Her breath is sharp, shuddering, and he wonders if he’s said the wrong thing. He doesn’t know if “them” refers to the suits at the Bureau or their indomitable superiors or the citizens of Reticula or God himself. He breathes against her, tightens his grip, decides, fuck ‘em all.

She sniffs, and he can feel the heat of her pressed to him, bare, little more than a damp t-shirt between them. It takes all his effort to let go when she pulls away, and he averts his eyes as she wraps herself in the towel.

She tucks a lock of red-burned hair behind her ear, a nervous habit. “I’m sorry, I, um—”

“If I were a lesser man, Scully,” he whispers drily, and her sudden laughter is bubbling and warm, a salve to their shared wounds.

She tips her face to his, one eyebrow in a slender arc, her eyes damp and wry. “A lesser man, Mulder? What are you implying?”

Her closeness, coupled with the subtle innuendo, catches him off guard. He’s suddenly terrified she might kiss him, more terrified because he would let it happen, a wonderful and dangerous thought.

Something ethereal whispers at the edge of his mind’s eye, and he resists the urge to check the back of her neck for bees.

Instead, he takes a step backwards, toward the door. “I’ll, uh, wait outside. Pizza?”

“No peppers this time,” she agrees, turning away, showing him the line of her back, her shoulders squared. He watches a drop of water roll down the gentle arch of her spine, absorbed by the edge of the towel. “I’ll be out in a minute.”

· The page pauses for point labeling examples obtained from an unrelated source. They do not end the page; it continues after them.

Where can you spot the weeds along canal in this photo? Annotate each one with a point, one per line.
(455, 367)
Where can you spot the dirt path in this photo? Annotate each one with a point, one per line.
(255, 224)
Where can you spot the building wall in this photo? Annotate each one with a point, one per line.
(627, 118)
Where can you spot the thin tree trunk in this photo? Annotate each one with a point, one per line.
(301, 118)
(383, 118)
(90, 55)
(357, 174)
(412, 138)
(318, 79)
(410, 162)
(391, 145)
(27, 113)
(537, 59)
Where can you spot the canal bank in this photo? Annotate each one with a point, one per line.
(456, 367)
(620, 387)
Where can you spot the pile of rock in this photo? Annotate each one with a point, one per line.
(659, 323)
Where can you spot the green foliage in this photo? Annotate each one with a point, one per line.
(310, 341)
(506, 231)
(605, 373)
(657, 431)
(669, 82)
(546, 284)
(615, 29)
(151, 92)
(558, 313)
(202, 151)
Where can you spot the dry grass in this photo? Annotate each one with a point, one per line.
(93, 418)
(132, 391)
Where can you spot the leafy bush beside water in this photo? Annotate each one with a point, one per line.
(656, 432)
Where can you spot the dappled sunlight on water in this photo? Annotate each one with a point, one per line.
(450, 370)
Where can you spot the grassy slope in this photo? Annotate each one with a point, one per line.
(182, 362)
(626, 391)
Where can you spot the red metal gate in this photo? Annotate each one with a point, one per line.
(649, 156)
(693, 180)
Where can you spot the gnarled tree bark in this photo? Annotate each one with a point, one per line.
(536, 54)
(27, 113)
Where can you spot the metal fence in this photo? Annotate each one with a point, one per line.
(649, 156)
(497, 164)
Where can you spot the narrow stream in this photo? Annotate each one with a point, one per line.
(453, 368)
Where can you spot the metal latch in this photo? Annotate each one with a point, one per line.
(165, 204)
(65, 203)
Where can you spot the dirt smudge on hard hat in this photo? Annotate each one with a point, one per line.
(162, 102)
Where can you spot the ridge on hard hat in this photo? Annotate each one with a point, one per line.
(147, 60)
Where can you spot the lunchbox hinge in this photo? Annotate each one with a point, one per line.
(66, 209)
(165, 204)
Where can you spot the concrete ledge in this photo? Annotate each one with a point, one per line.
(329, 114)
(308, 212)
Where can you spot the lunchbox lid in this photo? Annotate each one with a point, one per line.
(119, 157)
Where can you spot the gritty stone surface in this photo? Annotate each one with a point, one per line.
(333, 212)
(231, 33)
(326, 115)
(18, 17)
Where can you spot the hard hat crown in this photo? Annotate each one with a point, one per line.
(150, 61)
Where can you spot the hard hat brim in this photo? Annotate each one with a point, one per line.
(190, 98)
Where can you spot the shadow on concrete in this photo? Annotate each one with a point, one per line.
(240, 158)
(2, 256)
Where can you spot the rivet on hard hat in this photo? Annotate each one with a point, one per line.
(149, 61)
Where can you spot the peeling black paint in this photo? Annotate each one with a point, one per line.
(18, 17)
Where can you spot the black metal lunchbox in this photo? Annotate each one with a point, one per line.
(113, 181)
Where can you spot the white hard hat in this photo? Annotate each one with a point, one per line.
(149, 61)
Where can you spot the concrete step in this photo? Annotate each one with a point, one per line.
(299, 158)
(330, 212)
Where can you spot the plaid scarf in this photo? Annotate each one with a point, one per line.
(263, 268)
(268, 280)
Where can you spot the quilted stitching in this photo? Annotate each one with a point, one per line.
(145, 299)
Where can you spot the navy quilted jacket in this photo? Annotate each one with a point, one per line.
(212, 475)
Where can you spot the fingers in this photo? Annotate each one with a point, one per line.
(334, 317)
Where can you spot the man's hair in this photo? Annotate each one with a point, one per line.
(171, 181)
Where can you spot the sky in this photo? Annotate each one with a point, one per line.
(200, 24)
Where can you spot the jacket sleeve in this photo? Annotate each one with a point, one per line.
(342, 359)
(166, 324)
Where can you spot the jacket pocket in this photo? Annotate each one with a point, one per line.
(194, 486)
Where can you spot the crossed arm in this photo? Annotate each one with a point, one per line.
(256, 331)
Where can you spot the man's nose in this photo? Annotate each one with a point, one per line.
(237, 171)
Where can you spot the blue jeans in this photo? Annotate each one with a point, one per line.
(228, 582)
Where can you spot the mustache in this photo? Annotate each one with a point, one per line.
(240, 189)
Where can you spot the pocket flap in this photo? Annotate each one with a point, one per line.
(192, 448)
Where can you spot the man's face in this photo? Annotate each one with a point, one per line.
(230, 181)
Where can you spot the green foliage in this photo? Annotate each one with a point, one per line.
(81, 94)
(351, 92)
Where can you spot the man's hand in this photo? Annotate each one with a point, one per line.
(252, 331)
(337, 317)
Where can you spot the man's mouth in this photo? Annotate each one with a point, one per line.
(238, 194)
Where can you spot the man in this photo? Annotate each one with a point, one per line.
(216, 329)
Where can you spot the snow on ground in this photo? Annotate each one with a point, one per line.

He makes it to the threshold, but can’t resist; has her pull always been this strong? He turns, watches her reflection, a ghost coming to life in the mirror.

“Hey, Scully?”

“Mmm?”

“Thanks.”

“For what?”

For coming back. For staying.

He opens his mouth to say it, but in the end, what he wants to say and what he’ll allow himself to say are two different things.

He shrugs. “For…leaving the door open, I guess.”

Her smile is faint, but genuine; enough for now.

The spirit catches his eye and fades away.